Os trabalhos apresentados pelos participantes tiveram basicamente dois eixos
temáticos: a produção de conhecimentos e a elaboração da cultura, destacando
as análises das condições de vida dos indivíduos e as possibilidades de
transformação dessas mesmas condições. "É nesse sentido que se dá a
intervenção educacional de um povo", salienta a pesquisadora da Unicamp. A
transformação de uma sociedade, em seus mais diversos sentidos, pode ocorrer
tanto dentro da escola como fora dela. O que está acontecendo, não apenas no
Brasil mas em todo o mundo, é a emergência de muitos instrumentos técnicos e
novos modos e relações — mídia, programas econômicos, as relações de trabalho
— que vão interferindo e afetando o próprio processo educativo.

Definindo prioridades — "A exemplo da escola, essa transformação se verifica na
análise de como agem os professores com relação à produção do conhecimento e
da cultura, como e o que ensinam", explica Ana Luiza. Por outro lado, observa que
quando se coloca em um mesmo evento, como esse da Unicamp, pesquisadores
de 36 nações, certamente eles vão apresentar estudos ou análises diferenciadas
sobre o que está acontecendo em seus respectivos países. "Verifica-se que
aparecem tônicas ou questões mais urgentes do que aquelas tematizadas. Por
exemplo, na Escandinávia ou na Iugoslávia a questão de valores e relações
familiares estão sendo muito estudadas".

A imigração de asiáticos para os países nórdicos e a guerra na Iugoslávia também
vão se constituindo em objetos de pesquisa. Curiosamente, foram poucos os
trabalhos apresentados na conferência que tratavam da questão básica do ensino
da língua e da alfabetização. Refletindo sobre a produção de conhecimento no
Brasil, Ana Luiza menciona, entre outros aspectos, as dificuldades com relação à
definição de políticas e prioridades — econômicas e educacionais — do país. Por
exemplo, a política do governo tem sido de reduzir a verba destinada ao
desenvolvimento de pesquisas nas universidades. Quando isso acontece,
acaba-se privilegiando outras formas de produção, ameaçando seriamente as
condições internas de geração de conhecimentos, sobretudo na área das ciências
humanas.

Novos desafios para as ciências humanas e as artes

Vive-se num mundo onde tipos e mitos são transformados em modelos para a
realização pessoal do ser humano, que moldam sua maneira de ser e povoam seu
imaginário. São elementos que podem servir de exemplo para a prática de novas
formas de educação e, consequentemente, para o desenvolvimento de idéias que
permitam construir outras formas de sociedade.

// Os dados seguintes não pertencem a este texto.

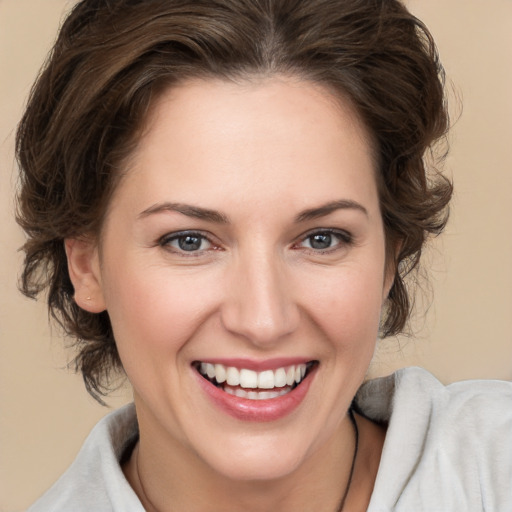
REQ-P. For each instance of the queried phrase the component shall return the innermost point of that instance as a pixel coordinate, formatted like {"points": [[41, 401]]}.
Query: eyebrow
{"points": [[326, 209], [219, 218], [188, 210]]}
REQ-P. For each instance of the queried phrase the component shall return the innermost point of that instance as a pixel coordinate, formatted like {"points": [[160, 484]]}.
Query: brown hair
{"points": [[113, 56]]}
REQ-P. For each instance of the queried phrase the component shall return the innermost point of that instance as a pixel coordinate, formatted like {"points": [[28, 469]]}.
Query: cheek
{"points": [[347, 306], [154, 312]]}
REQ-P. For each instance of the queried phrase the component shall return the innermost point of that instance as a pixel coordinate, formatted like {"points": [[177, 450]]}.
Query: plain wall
{"points": [[45, 412]]}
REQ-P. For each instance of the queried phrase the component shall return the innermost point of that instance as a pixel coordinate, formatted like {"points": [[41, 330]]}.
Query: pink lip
{"points": [[258, 366], [257, 410]]}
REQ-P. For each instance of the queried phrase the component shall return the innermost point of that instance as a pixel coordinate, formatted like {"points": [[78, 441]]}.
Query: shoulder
{"points": [[447, 447], [95, 480]]}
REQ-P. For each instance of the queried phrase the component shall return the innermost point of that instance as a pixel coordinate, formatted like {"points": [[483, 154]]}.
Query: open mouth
{"points": [[253, 385]]}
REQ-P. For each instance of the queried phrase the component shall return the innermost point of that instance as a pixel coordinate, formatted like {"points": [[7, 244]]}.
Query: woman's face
{"points": [[246, 242]]}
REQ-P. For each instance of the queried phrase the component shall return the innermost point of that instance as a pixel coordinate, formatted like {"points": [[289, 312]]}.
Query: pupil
{"points": [[322, 241], [189, 243]]}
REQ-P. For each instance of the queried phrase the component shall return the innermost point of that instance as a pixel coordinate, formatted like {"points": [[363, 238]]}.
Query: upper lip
{"points": [[257, 365]]}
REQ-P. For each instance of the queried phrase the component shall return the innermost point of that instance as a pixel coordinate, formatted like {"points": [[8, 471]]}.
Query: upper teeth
{"points": [[245, 378]]}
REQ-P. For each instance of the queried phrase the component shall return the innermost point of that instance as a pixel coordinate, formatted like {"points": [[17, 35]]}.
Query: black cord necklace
{"points": [[345, 494], [356, 446]]}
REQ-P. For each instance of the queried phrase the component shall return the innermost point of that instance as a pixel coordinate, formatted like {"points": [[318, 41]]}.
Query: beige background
{"points": [[45, 412]]}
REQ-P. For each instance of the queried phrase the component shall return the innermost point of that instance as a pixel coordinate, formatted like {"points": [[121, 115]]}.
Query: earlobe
{"points": [[84, 272]]}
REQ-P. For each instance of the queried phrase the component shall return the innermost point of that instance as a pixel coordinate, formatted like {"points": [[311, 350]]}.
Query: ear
{"points": [[390, 269], [84, 272]]}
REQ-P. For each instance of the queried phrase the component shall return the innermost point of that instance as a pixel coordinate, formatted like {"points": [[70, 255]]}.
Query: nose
{"points": [[259, 301]]}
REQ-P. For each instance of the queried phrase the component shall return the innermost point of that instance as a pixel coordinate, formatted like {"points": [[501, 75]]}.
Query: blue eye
{"points": [[186, 242], [325, 240]]}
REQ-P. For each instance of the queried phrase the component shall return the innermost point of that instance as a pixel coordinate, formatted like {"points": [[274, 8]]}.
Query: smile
{"points": [[253, 385]]}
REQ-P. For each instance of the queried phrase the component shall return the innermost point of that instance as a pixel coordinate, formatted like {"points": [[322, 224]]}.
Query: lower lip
{"points": [[257, 410]]}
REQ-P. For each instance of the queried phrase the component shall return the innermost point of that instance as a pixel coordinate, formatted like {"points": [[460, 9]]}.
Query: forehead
{"points": [[272, 138]]}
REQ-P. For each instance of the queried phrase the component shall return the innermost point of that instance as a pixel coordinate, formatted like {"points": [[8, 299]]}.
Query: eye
{"points": [[326, 240], [186, 242]]}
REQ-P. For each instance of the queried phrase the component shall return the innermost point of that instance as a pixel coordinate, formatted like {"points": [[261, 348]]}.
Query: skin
{"points": [[260, 153]]}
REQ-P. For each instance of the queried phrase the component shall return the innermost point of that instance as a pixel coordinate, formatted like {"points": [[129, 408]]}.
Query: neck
{"points": [[168, 477]]}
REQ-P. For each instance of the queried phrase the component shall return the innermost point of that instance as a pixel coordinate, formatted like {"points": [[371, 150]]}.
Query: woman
{"points": [[223, 199]]}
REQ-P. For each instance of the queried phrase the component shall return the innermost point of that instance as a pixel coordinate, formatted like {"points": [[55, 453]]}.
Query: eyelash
{"points": [[166, 240], [344, 239]]}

"Esta reflexão sobre tipos e mitos do mundo moderno, além de revelar diferentes
configurações e movimentos do passado, permite esclarecer o que se pensa e se
realiza no presente. Mas: tal reflexão pode sugerir formas de imaginário e de agir
do futuro", afirmou o professor e filósofo Octávio Ianni, do Instituto de Filosofia e
Ciências Humanas (IFCH) da Unicamp, durante a III Conferência de Pesquisa
Sócio-Cultural.

Para Ianni, a história da modernidade registra um "desenvolvimento notável" das
ciências sociais, da filosofia e das artes. Ele lembrou que Max Weber, um dos
fundadores da sociologia e considerado o maior opositor da idéia do determinismo
econômico imposto pelo marxismo, apontou as idéias filosóficas e religiosas como
fundamentais para o desenvolvimento econômico das sociedades. Filho de um
abastado comerciante e grande teórico da burocracia, Weber escreveu A Ética
Protestante e o Espírito do Capitalismo, vinculando o surgimento do capitalismo
aos valores difundidos pela ética protestante, como a racionalização econômica e
o sentido da poupança.

"Podemos dizer que a filosofia, a ciência e as artes são linguagens por meio das
quais se desenvolvem várias formas de esclarecimentos. Verifica-se a marcha de
um processo fascinante de desencantamento do mundo, que teve seu início na
antigüidade, passou por várias civilizações e que se intensificou cada vez mais até
os dias de hoje", afirma Ianni. "Quem, entre nós, não está lutando com os
fantasmas da modernidade, seja contra ou a favor?", questionou.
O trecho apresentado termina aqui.